The development of platelet factor 4 (PF4)/heparin (H) antibodies initiates the morbidity of heparin-induced thrombocytopenia (HIT). This application seeks to elucidate the cellular basis of the PF4/H immune resposne using an optimized murine immunization model developed in our laboratory. Studies with this model have shown that PF4/H ultra large complexes (ULCs) potently induce PF4/H antibody (Ab) formation, directly activate DCs and induce proliferation of antigen-naive T-cells. Based on these observations, we hypothesize that PF4/H ULCs are not processed and presented as conventional antigens, but activate the immune system as SAGS. To test this hypothesis, we propose the following specific aims:
Specific Aim 1. Mechanisms of APC activation by PF4/H ULCs.
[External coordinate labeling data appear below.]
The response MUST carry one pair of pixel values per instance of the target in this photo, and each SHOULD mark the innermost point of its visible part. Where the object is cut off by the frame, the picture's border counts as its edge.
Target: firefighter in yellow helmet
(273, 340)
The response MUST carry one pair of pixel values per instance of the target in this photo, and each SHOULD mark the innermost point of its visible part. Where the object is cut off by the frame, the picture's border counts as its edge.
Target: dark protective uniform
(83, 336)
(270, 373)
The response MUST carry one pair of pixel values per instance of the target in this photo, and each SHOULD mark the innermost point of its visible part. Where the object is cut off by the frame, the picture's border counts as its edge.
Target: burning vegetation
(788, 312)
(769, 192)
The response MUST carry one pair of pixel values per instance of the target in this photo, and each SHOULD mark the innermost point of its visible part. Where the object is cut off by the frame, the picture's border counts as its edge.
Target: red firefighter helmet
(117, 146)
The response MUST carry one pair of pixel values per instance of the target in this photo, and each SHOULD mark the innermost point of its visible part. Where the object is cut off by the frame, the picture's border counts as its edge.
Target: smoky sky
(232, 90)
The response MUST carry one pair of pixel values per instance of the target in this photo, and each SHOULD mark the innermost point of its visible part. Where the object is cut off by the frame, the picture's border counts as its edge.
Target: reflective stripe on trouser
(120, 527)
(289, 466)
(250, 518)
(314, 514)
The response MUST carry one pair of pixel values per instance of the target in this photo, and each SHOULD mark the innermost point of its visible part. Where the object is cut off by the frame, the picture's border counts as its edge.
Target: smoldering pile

Our studies show Ab responses to mPF4/H depend on the structural features of the antigen, that PF4/H complexes interact with variety of cell-surfaces through charge-dependent interactions, and that DCs are directly activated by PF4/H ULCs. Based on these observations, we hypothesize that biophysical attributes of PF4/H ULCs (charge and size) are critical for its SAG-like properties, enabling intact antigen to directly activate: DCs and T-cells without need for MHC-restricted antigen processing and presentation. To test this hypothesis, we will examine: effects of antigen composition (size and charge) on DC activation and DC binding, requirements for cell-surface MHC class II molecules on DCs and role of ULCs on promoting heterocellular interactions.
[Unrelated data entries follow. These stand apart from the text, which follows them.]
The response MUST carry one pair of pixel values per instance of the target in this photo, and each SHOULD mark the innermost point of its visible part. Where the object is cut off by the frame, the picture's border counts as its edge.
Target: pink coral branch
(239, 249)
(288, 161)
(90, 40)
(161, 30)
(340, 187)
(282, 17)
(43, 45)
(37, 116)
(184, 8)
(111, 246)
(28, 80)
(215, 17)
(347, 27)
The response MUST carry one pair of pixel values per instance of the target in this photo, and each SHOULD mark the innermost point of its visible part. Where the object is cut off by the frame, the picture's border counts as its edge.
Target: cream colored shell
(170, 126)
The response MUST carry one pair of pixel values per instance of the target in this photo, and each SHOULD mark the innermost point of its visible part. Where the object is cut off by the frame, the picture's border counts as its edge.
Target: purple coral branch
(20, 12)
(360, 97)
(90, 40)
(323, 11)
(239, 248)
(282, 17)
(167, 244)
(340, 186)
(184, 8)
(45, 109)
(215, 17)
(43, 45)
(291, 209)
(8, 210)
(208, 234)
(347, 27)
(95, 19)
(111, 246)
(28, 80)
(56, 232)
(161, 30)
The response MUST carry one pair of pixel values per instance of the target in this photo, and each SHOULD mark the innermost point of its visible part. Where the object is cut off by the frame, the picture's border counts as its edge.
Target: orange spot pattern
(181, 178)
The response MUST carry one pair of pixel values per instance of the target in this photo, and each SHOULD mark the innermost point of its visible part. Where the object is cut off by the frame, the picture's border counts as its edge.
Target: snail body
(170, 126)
Specific Aim 2. Effects of PF4/H ULCs on T-cell activation, T/B cell interactions and T-cell memory. Our preliminary data show that PF4/H ULCs, like SAGs, elicit APC-dependent T-cell activation and proliferation, and that proliferation is CD28 dependent. In this aim, we hypothesize that PF4/H ULCs, as SAGs, elicit polyclonal activation of Vp restricted T-cell subsets and potentiate T-cell helper activity, but fail to produce memory T-cells. To test this hypothesis, we will examine proliferation of V(3-restricted T-cell subsets, T-helper activity leading to in vivo cytokine production, and T-cell memory.
Specific Aim 3. Germinal center formation and B- and T-cell fate in HIT. In this aim, we show that despite robust GC formation and production of isotype-switched Abs, immune recall is impaired in animals receiving mPF4/H ULCs. Based on these findings, we hypothesize that impaired immune recall in our murine model and human HIT is consistent with SAG induced T-cell anergy and failure to form memory B-cells. To test this hypothesis, we will investigate mechanisms of T-cell anergy and examine the fate of GC activated B-cells in the HIT immune response. With the availability of an optimized murine model, we are poised to address fundamental questions regarding the HIT immune response, specifically, how PF4, a self-antigen, becomes a potent immunogen in the presence of heparin, why antibody responses occur commonly in certain settings and why the immune response appears to be self-limited. We hope that insights from these studies will lead to novel interventions that will maintain anticoagulation but mitigate PF4/H Ab formation.

Public Health Relevance

These proposed studies address why this allergic response occurs in response to a commonly used blood-thinner (heparin). In the context of this Program Project, these studies may lead to new preventative or diagnostic test and better therapies.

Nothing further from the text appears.